The benchmark NZSX-50 Index closed down 15.03 points at 3319.1, after dropping 17 points yesterday. Turnover totalled a hefty $269.9 million.
"Reasonable sort of performance, no particular standouts,'' said First NZ Capital director Philip Hunter, noting the New Zealand market had outperformed Australia by a large margin.
That was despite blue chip Fletcher Building's 4 percent decline, with the building supplies and construction stock giving up to profit-taking some of the strong gains seen in recent days.
Top stock Telecom was down 3c at a fresh 15-year low of 322, Fletcher Building was down 30c at 680, and Contact Energy rose 4c to 863 after its majority owner Origin Energy rebuffed a $A13.8 billion takeover offer from BG Group.
There was no direct effect on Contact and no surprise, as it was consistent with what Origin had been saying, Mr Hunter said.
Fisher & Paykel Appliances rose 3c to 188, after yesterday's 24c plunge on news of the short term cost of moving manufacturing offshore and warning of a fall in interim profit.
"Probably an overreaction yesterday in the market so just retracing some of that,'' he said.
Rural services company PGG Wrightson was up 4c at 284 after posting an 80 percent increase in annual net profit to $73.2 million on improvements across the board, and indicating a solid result this year.
F&P Healthcare rose 7c to 295, Sky City was up a cent at 356, Sky TV rose 3c to 503, Infratil gained 4c to 220, and Auckland International Airport fell a cent to 198.
AMP Office Trust rose a cent to 107 after the property investor said rising rental income helped lift annual operating profit by 27 percent to $52.2 million.
Mainfreight lost 4c to 714, Freightways was down a cent at 329, The Warehouse fell 2c to 341, and Pike River Coal lost 3c to 176.
NZ Oil and Gas was up 2c at 148, Hallenstein Glasson rose 2c to 285, Air New Zealand was up a cent at 126, and TrustPower jumped 16c to 786.

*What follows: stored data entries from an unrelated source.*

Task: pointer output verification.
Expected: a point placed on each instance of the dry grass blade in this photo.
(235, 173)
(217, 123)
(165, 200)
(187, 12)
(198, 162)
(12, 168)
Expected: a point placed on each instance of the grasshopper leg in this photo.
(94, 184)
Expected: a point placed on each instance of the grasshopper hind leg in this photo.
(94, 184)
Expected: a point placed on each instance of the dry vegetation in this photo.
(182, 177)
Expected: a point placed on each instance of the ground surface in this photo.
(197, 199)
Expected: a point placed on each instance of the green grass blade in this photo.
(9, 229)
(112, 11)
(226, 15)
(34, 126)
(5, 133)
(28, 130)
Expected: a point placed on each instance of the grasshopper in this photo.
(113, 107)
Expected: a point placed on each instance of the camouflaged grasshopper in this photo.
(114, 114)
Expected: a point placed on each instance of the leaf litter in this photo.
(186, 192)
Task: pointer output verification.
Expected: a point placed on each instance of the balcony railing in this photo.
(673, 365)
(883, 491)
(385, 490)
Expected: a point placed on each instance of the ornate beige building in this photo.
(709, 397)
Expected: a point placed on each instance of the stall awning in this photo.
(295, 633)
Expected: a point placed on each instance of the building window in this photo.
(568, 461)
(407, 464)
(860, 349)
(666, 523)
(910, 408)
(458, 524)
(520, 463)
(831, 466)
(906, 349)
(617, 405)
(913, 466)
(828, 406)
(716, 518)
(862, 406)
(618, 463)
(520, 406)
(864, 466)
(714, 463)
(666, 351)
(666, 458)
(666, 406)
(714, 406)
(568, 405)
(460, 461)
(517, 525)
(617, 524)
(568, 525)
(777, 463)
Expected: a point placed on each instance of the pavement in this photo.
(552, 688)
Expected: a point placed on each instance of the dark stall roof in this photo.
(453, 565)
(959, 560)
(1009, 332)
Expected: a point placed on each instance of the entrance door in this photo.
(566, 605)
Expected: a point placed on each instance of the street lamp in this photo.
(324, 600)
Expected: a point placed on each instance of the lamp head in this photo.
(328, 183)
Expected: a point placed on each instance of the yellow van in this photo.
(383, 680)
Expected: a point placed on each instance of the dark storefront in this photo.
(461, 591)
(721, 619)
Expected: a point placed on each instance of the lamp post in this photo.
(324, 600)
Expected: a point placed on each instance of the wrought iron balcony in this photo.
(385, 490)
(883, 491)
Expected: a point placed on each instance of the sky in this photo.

Among dual-listed stocks, ANZ was down 62c at 2007, Westpac fell 45c to 2755, Lion Nathan lost 31c to 1069, and AMP fell 44c to 791.
Australia's S&P/ASX 200 Index was down 2 percent at 4883, weighed down by weak financial services companies and miners, while Japan's Nikkei share average fell 2.5 percent.
Earlier, US stocks sank as the prospect of more losses from the mortgage crisis hurt the shares of banks and the two biggest home finance providers, pushing all three major indexes down.